L’étonnement qu’il lisait dans les yeux de Susannah amusait Jake en même temps qu’il l’émouvait un peu — la plupart de ces voitures devaient lui sembler aussi futuristes que les vaisseaux de reconnaissance de Buck Rogers. Ce qui, de fil en aiguille, lui fit se demander ce que Roland ressentait à les voir. Il le chercha des yeux.

Le Pistolero ne manifestait aucun intérêt pour les automobiles. Il fixait l’autre côté de la rue, et par-delà le parc, l’autoroute à péage… sauf qu’il ne regardait pas vraiment ces choses-là, d’après Jake.

Ce dernier se dit que Roland était tout bêtement plongé dans ses pensées. Si c’était le cas, son expression suggérait que la chose était loin de lui être agréable.

— Et ça, c’est une de ces petites Chrysler K, continua Eddie en la montrant du doigt. Et là, c’est une Subaru. Là, une Mercedes 450 SL, excellente voiture, celle des champions… Mustang… Chrysler Impérial, belle carrosserie, mais vieille comme Mathusalem…

— Regarde, petit, fit Susannah — avec une pointe d’âpreté dans la voix, trouva Jake. Celle-là, je la reconnais. Mais, pour moi, elle vient juste de sortir.

— Vraiment désolé, Suzie. Celle-ci, c’est une Cougar… une autre Chevrolet… et encore une… Topeka adore General Motors, putain, tu m’étonnes… Honda Civic… Volkswagen Rab-bit… une Dodge… une Ford… une…

Eddie s’arrêta, face à une petite voiture blanche et rouge au bout de la rangée.

— Une Takuro, se dit-il à lui-même.

Il la contourna pour aller examiner le coffre.

— Une Takuro Spirit, pour être exact. T’as déjà entendu parler de cette marque ou de ce modèle, Jake de New York ?

Jake fit non de la tête.

— Moi non plus, dit-il. Moi non plus, bordel.

Eddie se mit à pousser Susannah vers Gage Boulevard (Roland les suivait, l’air absent, enfermé dans son monde, marchant quand ils marchaient, s’arrêtant quand ils s’arrêtaient). Juste avant l’entrée automatisée du parking (STOP PRENEZ VOTRE TICKET), Eddie fit halte.

— Si on continue à ce rythme-là, on sera vieux avant d’atteindre le parc là-bas et carrément morts avant le péage de l’autoroute, dit Susannah.
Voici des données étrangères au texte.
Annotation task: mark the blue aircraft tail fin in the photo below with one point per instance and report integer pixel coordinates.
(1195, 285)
Cette fois, Eddie ne s’excusa pas, ne paraissant même pas avoir entendu. Il regardait un autocollant sur le pare-chocs d’un vieil AMC Pacer rouillé. L’autocollant, bleu et blanc, évoquait les panneaux aux petits fauteuils roulants qui indiquaient les « espaces handi ». Jake s’accroupit pour mieux voir, caressant distraitement la tête d’Ote que ce dernier venait de faufiler sur ses genoux. Tendant l’autre main, il effleura l’autocollant, comme pour s’assurer de sa réalité. KANSAS CITY MONARCHS, lisait-on. Le O de MONARCHS était une balle de base-ball, agrémentée de lignes de fuite, comme si elle sortait du terrain.
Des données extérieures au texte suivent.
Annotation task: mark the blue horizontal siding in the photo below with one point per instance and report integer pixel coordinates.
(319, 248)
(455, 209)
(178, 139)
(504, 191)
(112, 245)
— Corrige-moi si je me goure, mon petit vieux, parce que j’y connais que dalle en base-ball à l’ouest du Yankee Stadium, mais est-ce qu’on devrait pas lire Kansas City Royals ? Tu sais bien, George Brett et tutti quanti  ?

Jake opina. Il connaissait les Royals et George Brett, bien qu’il débutât à peine du quand de Jake et ait dû être à deux doigts de la retraite dans celui d’Eddie.

— Les Kansas City Athletics, vous voulez dire, fit Susannah, qui eut l’air abasourdie.

Roland se tenait à l’écart de tout ça ; il était en train de zoner dans sa couche d’ozone personnelle.

— Pas en 1986, ma chérie, dit gentiment Eddie. En 1986, les Athletics étaient à Oakland.

Il détacha les yeux de l’autocollant et reporta son regard sur Jake.

— Une équipe de deuxième division, peut-être ? demanda-t-il. Ou même de troisième ?

— Les Royals de troisième division sont toujours des Royals, dit Jake. Et ils jouent à Omaha. Allez, bougeons de là.